Llevo meses leyendo sobre IA de forma casi compulsiva. Artículos técnicos, entrevistas, papers que entiendo a medias, hilos de Mastodon y Bluesky donde gente muy lista dice cosas contradictorias con la misma seguridad. Y he llegado a una conclusión incómoda: no sé quién creerme.

No lo digo como reflexión profunda. Lo digo de forma bastante literal. En los últimos tres meses he leído argumentos sólidos de que los modelos de lenguaje actuales están llegando a un techo de escalado. Y argumentos igualmente sólidos de que ese techo no existe o que ya se está esquivando con técnicas de razonamiento. Ambos bandos tienen nombres reconocibles, trayectorias reales, papers citados.

El problema es que esta vez no es como el debate de si Linux llegará al escritorio masivo, que lleva décadas sin resolverse de forma que importe. Aquí hay decisiones reales encima de la mesa. Si el escalado se acaba, la apuesta de miles de millones en infraestructura que están haciendo Microsoft, Google, Amazon y compañía es una locura de proporciones históricas. Si no se acaba, los que se queden fuera de esa infraestructura van a tener un problema competitivo serio en unos años.

Lo que me parece más honesto reconocer es que en tecnología, la velocidad a la que ocurren las cosas ha superado la capacidad de análisis razonado. Cuando un modelo nuevo sale cada semana y cada uno redefine qué es posible o imposible según el paper de turno, el periodismo y el análisis tecnológico han entrado en modo reactivo permanente. Yo incluido.

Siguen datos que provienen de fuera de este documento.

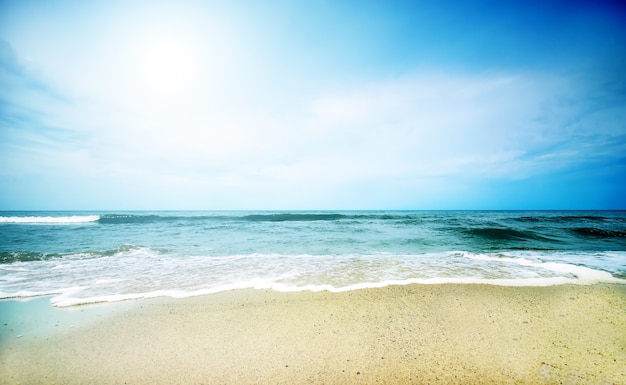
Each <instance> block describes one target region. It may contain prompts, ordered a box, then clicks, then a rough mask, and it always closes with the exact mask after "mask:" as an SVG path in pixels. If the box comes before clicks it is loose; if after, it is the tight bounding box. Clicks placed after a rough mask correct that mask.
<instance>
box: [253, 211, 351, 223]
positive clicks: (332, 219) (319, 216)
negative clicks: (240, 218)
mask: <svg viewBox="0 0 626 385" xmlns="http://www.w3.org/2000/svg"><path fill="white" fill-rule="evenodd" d="M343 218H346V216H345V215H343V214H288V213H285V214H282V213H281V214H253V215H246V216H243V217H241V219H243V220H245V221H260V222H286V221H294V222H296V221H335V220H337V219H343Z"/></svg>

Antes podías leer una pieza larga en enero y que siguiera siendo relevante en marzo. Ahora hay artículos de hace cuatro meses que suenan a prehistoria. Eso no es bueno para nadie que intente entender qué está pasando en lugar de solo saber qué pasó.

No tengo solución. Pero me parece que reconocerlo es más útil que fingir que el análisis de la semana pasada sigue vigente.